A depiction of the Bon-Ton Bakery in Texas.
Bon-Ton Bakery, from flyer. Image sourced from Austin’s First Cookbook: Our Home Recipes, Remedies and Rules of Thumb.

Local food companies got in on the action with de facto marketing pieces. Driskill Hotel’s pastry chef and baker Adolph Kohn opened his Bon-Ton Bakery in 1902, and became known throughout Texas for his Pan Dandy brand of bread until it closed in 1953. The Bon-Ton Bakery produced a small pamphlet, “Bread: The Most Important of All Foods,” which included recipes for its popular breads. Local business–produced recipe books like the Bon-Ton’s and fundraisers for local groups dominated the Austin cookbook market.
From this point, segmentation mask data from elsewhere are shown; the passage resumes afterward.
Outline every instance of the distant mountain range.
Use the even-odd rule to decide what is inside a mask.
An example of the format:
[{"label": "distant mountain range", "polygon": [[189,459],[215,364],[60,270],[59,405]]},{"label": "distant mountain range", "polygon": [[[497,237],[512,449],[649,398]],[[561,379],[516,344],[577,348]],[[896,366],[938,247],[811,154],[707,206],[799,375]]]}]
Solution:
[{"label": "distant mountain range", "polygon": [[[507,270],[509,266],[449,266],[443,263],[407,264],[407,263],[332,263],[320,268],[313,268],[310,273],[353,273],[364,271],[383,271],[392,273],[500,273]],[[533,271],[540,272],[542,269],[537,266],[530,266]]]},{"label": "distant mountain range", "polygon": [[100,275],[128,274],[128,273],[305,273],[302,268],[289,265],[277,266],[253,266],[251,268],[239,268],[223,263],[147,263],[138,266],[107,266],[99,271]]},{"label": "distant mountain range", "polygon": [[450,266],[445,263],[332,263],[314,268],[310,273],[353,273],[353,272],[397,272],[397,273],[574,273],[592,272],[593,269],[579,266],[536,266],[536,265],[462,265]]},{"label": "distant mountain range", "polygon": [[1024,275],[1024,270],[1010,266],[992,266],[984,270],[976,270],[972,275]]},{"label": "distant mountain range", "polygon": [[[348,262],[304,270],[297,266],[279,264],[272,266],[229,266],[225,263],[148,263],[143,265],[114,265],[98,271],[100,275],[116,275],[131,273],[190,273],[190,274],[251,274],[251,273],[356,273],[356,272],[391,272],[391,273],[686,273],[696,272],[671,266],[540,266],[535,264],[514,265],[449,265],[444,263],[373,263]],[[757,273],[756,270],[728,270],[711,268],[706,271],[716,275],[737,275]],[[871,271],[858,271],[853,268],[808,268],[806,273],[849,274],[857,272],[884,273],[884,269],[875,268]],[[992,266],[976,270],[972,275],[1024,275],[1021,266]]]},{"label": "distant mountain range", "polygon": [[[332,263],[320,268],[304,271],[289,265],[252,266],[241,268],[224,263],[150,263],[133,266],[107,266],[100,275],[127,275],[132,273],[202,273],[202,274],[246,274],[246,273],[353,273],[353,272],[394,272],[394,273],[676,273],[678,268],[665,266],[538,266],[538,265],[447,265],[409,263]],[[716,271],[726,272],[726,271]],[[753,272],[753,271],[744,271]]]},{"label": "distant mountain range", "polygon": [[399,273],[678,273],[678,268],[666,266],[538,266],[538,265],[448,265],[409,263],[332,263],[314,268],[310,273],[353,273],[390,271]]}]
For example, the local Red Cross Canteen Corps used its book to raise fun for their , where they provided disaster assistance and fed troops at their Austin “canteens.”

Walker’s Austex Chili. C05843, Russell Chalberg Photo Collection, AHC.

Austin’s Mexican population was acknowledged in William Walker’s Aus-Tex Chili Co.’s pamphlet “Rare Recipes ‘From Mexico,’” which featured its foods. In 1900, Walker and his brother manufactured and canned Mexican spices and foods along with the grocery business. Walker’s produced Mexene Red Devil Chili Powder, chili con carne, tamales, enchiladas, beef stew, and spaghetti with meatballs. In 1911, Walker’s installed the first automated tamale-making machine.

1970s and 1980s

Austin cookbooks exploded the 1970s with over sixty published. Reprints of historic cookbooks became trendy with “The Capitol Cookbook,” “Buckeye Cookery and Practical Housekeeping,” and “The First Texas Cookbook.” The largest number of Austin cookbooks came out of the 1980s with over one hundred, no doubt due to the celebration of Texas’ 150th anniversary in 1986. This time, new cookbooks were tied to local restaurants like the historic Green Pastures restaurant, and “Dining with Diane,” with profiles of twenty-one Austin spots.

Austin Today


Recently, Austin’s African American culture and cuisine was spotlighted in Angela Shelf Medearis’ series of books related to African American cooking. And Austin chef and restaurateur Matt Martinez Jr., whose grandfather opened the first Mexican restaurant in Austin, El Original, in 1925, wrote 3 books of his family’s recipes. While Austin is known today as a mecca for hip, Texas history continues to be relevant, and looms large in its vibrant dining community.